KWBY
- Woodburn, Oregon; United States;
- Broadcast area: Portland metropolitan area
- Frequency: 940 kHz
- Branding: La Pantera 940

Programming
- Format: Regional Mexican

Ownership
- Owner: Bustos Media; (Bustos Media Holdings, LLC);

History
- First air date: July 10, 1964
- Former call signs: KWRC (1964–1988)

Technical information
- Licensing authority: FCC
- Facility ID: 165
- Class: D
- Power: 10,000 watts (day); 200 watts (night);
- Transmitter coordinates: 45°10′33.4″N 122°51′1.3″W﻿ / ﻿45.175944°N 122.850361°W
- Translator: 93.3 MHz K227DU (Salem)

Links
- Public license information: Public file; LMS;
- Webcast: Listen live
- Website: laradioportland.com

= KWBY (AM) =

KWBY (940 AM) is a commercial radio station licensed to Woodburn, Oregon, and serves the Portland metropolitan area.
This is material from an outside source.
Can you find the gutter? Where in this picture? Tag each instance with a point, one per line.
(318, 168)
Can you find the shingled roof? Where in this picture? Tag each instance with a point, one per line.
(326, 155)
Owned by Bustos Media, through licensee Bustos Media Holdings, LLC, it broadcast a Regional Mexican format known as "La Pantera 940".

Programming is heard around the clock on 250-watt FM translator K227DU at 93.3 MHz in Salem.

==History==
The station signed on the air on July 10, 1964. Its original call sign was KWRC. It began as a daytimer station, powered from dawn to dusk at 250 watts but required to go off the air at night. It aired a middle of the road (MOR) format of popular music, news and sports.

In 1988, it changed its call letters to KWBY. It later switched to Regional Mexican music with Spanish-language programming for Oregon's growing Hispanic population.